Tanker gayet normal sakin bir şekilde Paşabahçede demir atmış, 30dk kadar sonra da demir alıp, durmuş boğaz trafiğinde kıyı emniyeti botları nezaretinde rahat bir manevrayla geri dönüp boğazdan çıkmış. Hepsi bu.
Elbette bu tanker bu arızalı gemiye yakında olsaydı, duracak yeri olmasaydı vb.
boğaz ortasında emergency demirli bir gemi varlığı geçişi riskli ve zor yapardı, ama akıntı nedeni ile zaten bir süre sonra arızalı gemi başı kuzeyde kıçı güneyde kalacak şekilde, nispeten geçişi imkansız yapmayacak bir konumda duracaktı, mecbur ise arkadan gelen gemi oradan geçirilebilirdi. ama gemi trafik hizmetleri hiçbir gemiyi zaten acil durumda birbirine risk yaratacak kadar yakın seyir yaptırmıyor boğazda.
Boğazdaki tüm trafik 7/24 gemi trafik hizmetleri kontrolünde sürdürülüyor, dolayısı ile bu yaptıkları zaten normal prosedür ve arızalı geminin demir atıp atmama kararını engelleyecek bir durum da olamaz.

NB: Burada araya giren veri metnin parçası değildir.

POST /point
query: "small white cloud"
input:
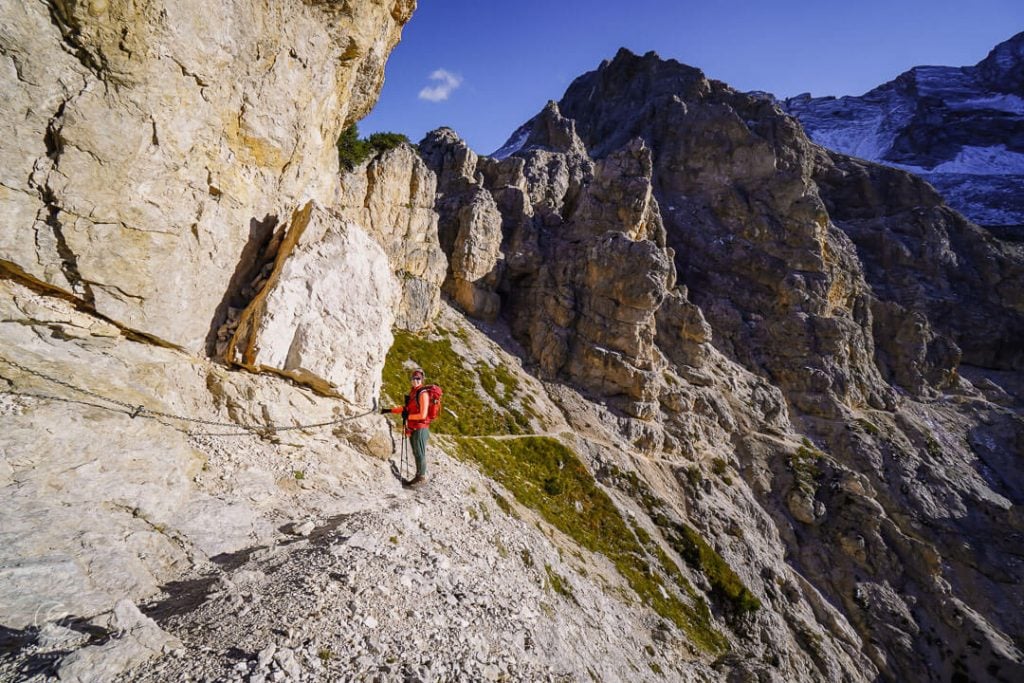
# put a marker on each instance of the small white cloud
(445, 83)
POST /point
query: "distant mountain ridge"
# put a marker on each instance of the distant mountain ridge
(962, 128)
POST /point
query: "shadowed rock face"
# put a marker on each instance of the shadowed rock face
(962, 128)
(659, 227)
(152, 143)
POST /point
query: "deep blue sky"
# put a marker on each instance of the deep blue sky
(508, 58)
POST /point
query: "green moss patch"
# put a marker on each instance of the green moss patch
(477, 400)
(548, 477)
(726, 587)
(804, 465)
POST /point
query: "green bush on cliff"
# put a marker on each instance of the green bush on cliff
(352, 150)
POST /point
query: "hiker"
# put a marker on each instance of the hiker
(415, 416)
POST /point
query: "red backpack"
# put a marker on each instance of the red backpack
(433, 402)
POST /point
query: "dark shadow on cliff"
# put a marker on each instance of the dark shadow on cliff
(253, 256)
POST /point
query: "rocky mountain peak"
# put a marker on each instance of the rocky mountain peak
(962, 128)
(1003, 70)
(720, 403)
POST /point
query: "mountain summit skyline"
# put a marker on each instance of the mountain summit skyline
(962, 128)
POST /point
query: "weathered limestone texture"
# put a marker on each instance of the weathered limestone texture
(151, 144)
(324, 316)
(392, 197)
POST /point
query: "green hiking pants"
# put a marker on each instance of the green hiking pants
(418, 439)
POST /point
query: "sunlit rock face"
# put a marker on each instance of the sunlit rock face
(846, 288)
(152, 147)
(962, 128)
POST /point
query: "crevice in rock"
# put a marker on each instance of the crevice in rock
(240, 348)
(69, 260)
(13, 272)
(254, 266)
(61, 17)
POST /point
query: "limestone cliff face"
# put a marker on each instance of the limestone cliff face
(393, 196)
(788, 381)
(154, 146)
(664, 236)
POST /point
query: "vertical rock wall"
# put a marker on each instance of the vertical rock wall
(153, 143)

Gemi trafik hizmetleri tüm boğazı sektör sektör detaylı görüp yönetiyor, ne gemileri yanyana peş peşe hassas seyirler yaptırıyorlar, bunu mu çözemeyeceklerdi. doğru karar verdiler, imkan varken trafiği durdurup gelen gemiyi demirlettiler. gayet normal bir prosedür.
kaldı ki kılavuz kaptan durumu tespit etmiş, gemi trafik hizmetleri sektör operatörü ile görüşmüş, uygun görmüş ve süvariye demir atılması tavsiyesini vermiş, bu saatten sonra demir atılmaması trafik hizmetlerinin kararı değil kaptanın kararıdır. (
ya basiretsizlik ya da emergency steering (dümen kontrol) sisteminin devreye alınabileceğine olan güveni/umudu ile)
Ne yazık ki bu olay sayesinde yandaş medya tam yol kanal istanbul reklamları yapmaya başladı.
bu olayı büyütme, aman arkadan tanker geliyordu heyecanı hep bu reklamı daha çok yayma amaçlı.
dört bir koldan aman da montrö yüzünden oldu, kanal istanbul olsa ne süper olurdu diye yaygara yapıyorlar.